PT TRPN juga menegaskan bahwa mereka telah memenuhi kewajiban sosial terhadap nelayan dengan memberikan kompensasi yang layak dan melakukan sosialisasi yang tepat. Namun, meskipun sudah ada kompensasi dan sosialisasi, protes dari beberapa kelompok nelayan menunjukkan bahwa masalah ini belum sepenuhnya terselesaikan.
Ketegangan ini menunjukkan adanya perbedaan persepsi antara pihak perusahaan, pemerintah, dan masyarakat nelayan mengenai dampak dari pembangunan pagar laut tersebut. Sementara itu, KKP yang bertanggung jawab atas pengawasan ruang laut tetap pada pendiriannya untuk menegakkan aturan dan prosedur yang berlaku.
Saat ini, perkembangan kasus ini masih menunggu langkah-langkah hukum lebih lanjut, baik dari pihak PT TRPN yang berencana mengadukan KKP ke DPR, maupun dari pihak KKP yang akan terus menegakkan regulasi terkait dengan kegiatan pemanfaatan ruang laut.

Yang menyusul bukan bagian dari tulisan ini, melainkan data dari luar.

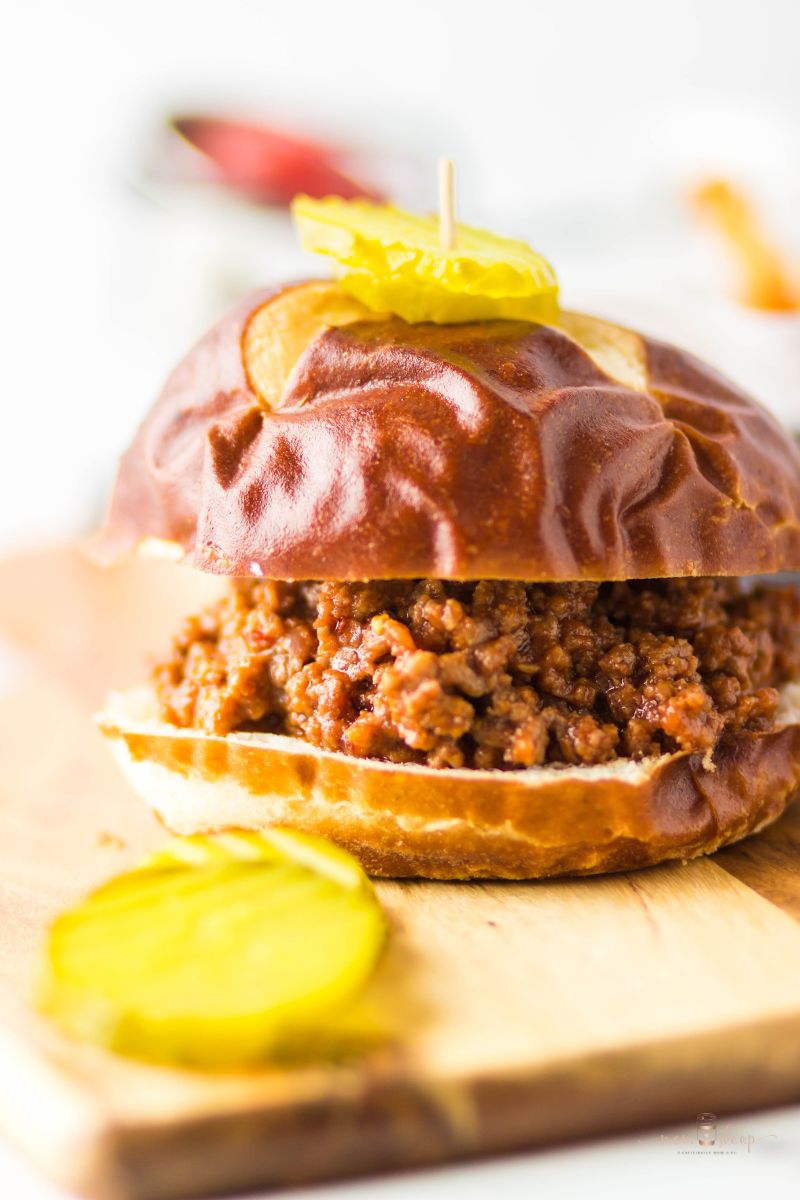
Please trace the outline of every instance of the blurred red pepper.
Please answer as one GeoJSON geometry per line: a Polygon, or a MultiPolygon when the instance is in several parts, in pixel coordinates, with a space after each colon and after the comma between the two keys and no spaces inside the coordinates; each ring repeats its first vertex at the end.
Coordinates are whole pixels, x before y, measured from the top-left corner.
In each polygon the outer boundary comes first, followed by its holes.
{"type": "Polygon", "coordinates": [[[342,169],[347,151],[341,149],[218,116],[176,116],[170,124],[210,160],[221,182],[260,204],[289,204],[299,192],[384,199],[342,169]]]}

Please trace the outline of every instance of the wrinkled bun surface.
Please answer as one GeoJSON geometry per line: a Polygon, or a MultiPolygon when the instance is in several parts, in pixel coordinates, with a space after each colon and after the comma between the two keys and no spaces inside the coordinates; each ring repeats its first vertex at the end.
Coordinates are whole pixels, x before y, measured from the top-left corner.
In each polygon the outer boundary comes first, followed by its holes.
{"type": "Polygon", "coordinates": [[[783,812],[800,787],[800,686],[783,727],[715,751],[602,767],[438,770],[351,758],[271,733],[212,737],[157,720],[149,689],[100,716],[136,791],[178,834],[290,824],[373,875],[539,878],[693,858],[783,812]]]}
{"type": "Polygon", "coordinates": [[[373,318],[312,337],[270,407],[243,344],[285,294],[240,305],[173,373],[122,460],[108,554],[158,539],[271,578],[800,569],[798,446],[691,355],[571,313],[373,318]]]}

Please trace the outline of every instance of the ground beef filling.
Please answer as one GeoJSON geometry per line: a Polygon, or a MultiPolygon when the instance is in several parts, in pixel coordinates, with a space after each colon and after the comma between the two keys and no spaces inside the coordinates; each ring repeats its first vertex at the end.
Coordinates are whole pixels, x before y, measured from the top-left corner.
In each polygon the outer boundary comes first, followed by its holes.
{"type": "Polygon", "coordinates": [[[234,581],[155,668],[166,720],[433,767],[709,755],[800,678],[800,598],[734,580],[234,581]]]}

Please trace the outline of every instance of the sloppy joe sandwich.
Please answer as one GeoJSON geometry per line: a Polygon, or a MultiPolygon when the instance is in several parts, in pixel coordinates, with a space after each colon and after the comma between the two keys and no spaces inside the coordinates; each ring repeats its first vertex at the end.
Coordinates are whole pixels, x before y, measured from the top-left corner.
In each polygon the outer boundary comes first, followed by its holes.
{"type": "Polygon", "coordinates": [[[434,878],[774,821],[800,787],[792,438],[690,354],[559,310],[519,244],[303,217],[349,274],[240,304],[121,462],[107,552],[229,581],[101,714],[133,786],[178,833],[290,824],[434,878]]]}

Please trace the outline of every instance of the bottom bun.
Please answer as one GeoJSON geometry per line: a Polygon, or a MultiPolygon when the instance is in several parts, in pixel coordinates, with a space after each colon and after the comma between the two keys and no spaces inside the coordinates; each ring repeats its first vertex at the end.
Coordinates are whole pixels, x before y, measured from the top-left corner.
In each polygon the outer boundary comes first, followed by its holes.
{"type": "Polygon", "coordinates": [[[275,733],[212,737],[157,719],[150,689],[98,724],[134,790],[178,834],[288,824],[372,875],[525,880],[710,854],[763,829],[800,790],[800,684],[781,724],[700,755],[595,767],[450,770],[354,758],[275,733]]]}

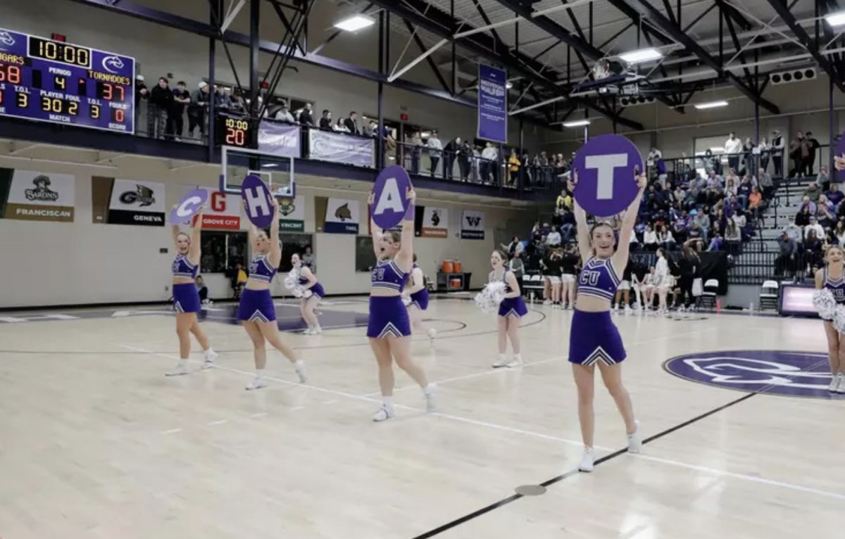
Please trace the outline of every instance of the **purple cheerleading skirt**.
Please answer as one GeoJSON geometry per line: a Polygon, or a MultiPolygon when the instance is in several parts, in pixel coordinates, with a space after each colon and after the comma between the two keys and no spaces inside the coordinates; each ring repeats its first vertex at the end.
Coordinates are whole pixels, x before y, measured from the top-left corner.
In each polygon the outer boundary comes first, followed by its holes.
{"type": "Polygon", "coordinates": [[[275,322],[275,306],[269,290],[249,290],[241,292],[237,319],[244,322],[275,322]]]}
{"type": "Polygon", "coordinates": [[[194,283],[173,285],[173,311],[176,313],[199,313],[199,292],[194,283]]]}
{"type": "Polygon", "coordinates": [[[401,296],[370,296],[370,318],[367,336],[384,339],[388,335],[406,337],[411,335],[411,319],[401,296]]]}
{"type": "Polygon", "coordinates": [[[624,359],[625,347],[610,311],[585,313],[575,309],[570,329],[570,362],[590,367],[602,362],[609,366],[624,359]]]}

Sebagai catatan, meskipun proyek ini merupakan bagian dari penataan kawasan PPI Paljaya yang sudah disetujui oleh DKP Jawa Barat, keberadaan alur pelabuhan yang ditandai dengan pagar laut masih menjadi persoalan yang belum menemukan solusi yang memuaskan semua pihak.
Kedepannya, peran serta berbagai pihak, baik pemerintah, perusahaan, maupun nelayan, sangat dibutuhkan untuk mencapai kesepakatan yang adil bagi semua pihak yang terlibat. (Sumber: Tribun Medan, Editor: KBO-Babel)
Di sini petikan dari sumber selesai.